Appendix: Detailed Regulation Analysis
This appendix provides detailed analysis of selected regulations, demonstrating how each conflates cause-side and consequence-side controls in flat lists without threat taxonomy.
EU GDPR Article 32 — Security of Processing
Structure: (a) pseudonymisation and encryption; (b) CIA of systems; (c) restore availability; (d) testing.
| Requirement | Chain Position | Protects Against |
|---|---|---|
| (a) Pseudonymisation | Consequence-side | Data exposure AFTER compromise |
| (a) Encryption | Mixed | Transit=cause-side, Rest=consequence-side |
| (b) CIA of systems | Cause-side | System compromise |
| (c) Restore availability | Consequence-side | After incident |
| (d) Testing | Meta-control | Both |
Verdict: Flat list mixing cause-side and consequence-side controls without distinction.

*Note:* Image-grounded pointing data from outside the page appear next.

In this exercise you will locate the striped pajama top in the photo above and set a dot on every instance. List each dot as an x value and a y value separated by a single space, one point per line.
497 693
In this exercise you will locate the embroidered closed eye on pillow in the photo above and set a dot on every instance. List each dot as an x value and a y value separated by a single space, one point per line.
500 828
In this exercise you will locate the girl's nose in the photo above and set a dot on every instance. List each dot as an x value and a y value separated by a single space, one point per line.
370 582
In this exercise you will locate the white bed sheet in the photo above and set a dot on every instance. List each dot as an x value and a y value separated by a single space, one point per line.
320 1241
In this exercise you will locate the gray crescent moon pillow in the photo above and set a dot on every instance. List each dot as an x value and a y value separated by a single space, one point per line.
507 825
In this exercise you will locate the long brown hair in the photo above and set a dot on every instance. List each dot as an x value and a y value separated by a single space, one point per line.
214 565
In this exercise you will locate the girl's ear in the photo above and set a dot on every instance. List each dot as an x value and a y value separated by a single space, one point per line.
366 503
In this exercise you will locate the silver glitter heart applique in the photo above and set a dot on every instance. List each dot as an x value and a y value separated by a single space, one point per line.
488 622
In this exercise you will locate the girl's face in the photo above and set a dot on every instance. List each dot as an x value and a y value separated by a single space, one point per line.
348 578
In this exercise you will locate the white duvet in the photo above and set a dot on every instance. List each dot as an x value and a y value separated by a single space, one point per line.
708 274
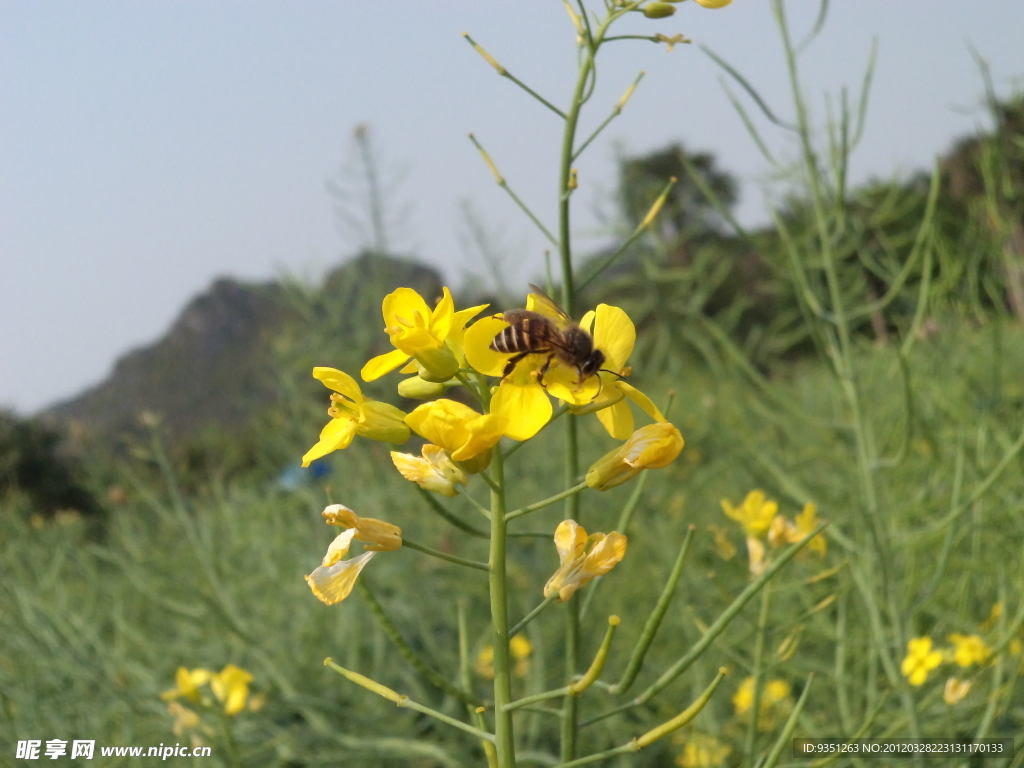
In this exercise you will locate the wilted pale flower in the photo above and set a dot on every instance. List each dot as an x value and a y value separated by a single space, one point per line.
920 659
383 537
433 471
969 649
351 414
418 332
582 558
333 581
230 686
652 446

US HIPAA Security Rule — §164.312 Technical Safeguards
Structure: (1) Access Control, (2) Audit Controls, (3) Integrity, (4) Authentication, (5) Transmission Security.
| Safeguard | Chain Position | Purpose |
|---|---|---|
| Unique user ID | Cause-side | Prevent unauthorized access |
| Automatic logoff | Cause-side | Limit exposure window |
| Encryption/decryption | Consequence-side | Protect data if accessed |
| Audit controls | Detection | Identify compromise |
| Person authentication | Cause-side | Prevent Identity Theft (#4) |
| Transmission encryption | Cause-side | Prevent interception (#5) |
The Conflation: "Encryption and decryption" is listed under "Access Control" alongside "Unique user identification"—but User ID prevents unauthorized system access; Encryption protects data IF unauthorized access occurs.
Verdict: Flat list with superficial categorization. No cause-consequence distinction.
US NIST 800-53 Rev 5
Structure: 20 control families, 1,000+ controls.
| Family | Controls | Chain Position |
|---|---|---|
| AC (Access Control) | 25 controls | Mostly cause-side |
| AU (Audit & Accountability) | 16 controls | Detection |
| CP (Contingency Planning) | 13 controls | Consequence-side |
| IR (Incident Response) | 10 controls | Consequence-side |
| SC (System & Communications) | 51 controls | Mixed |
The Problem with SC (System & Communications): SC-8 (Transmission Confidentiality) is cause-side; SC-28 (Protection at Rest) is consequence-side. Both in same family with no distinction.
Verdict: Extensive controls, no chain positioning. Baselines based on impact levels, not on whether controls prevent compromise vs. protect data after compromise.
Research conducted December 2025 across US, UK, EU, and Swiss jurisdictions.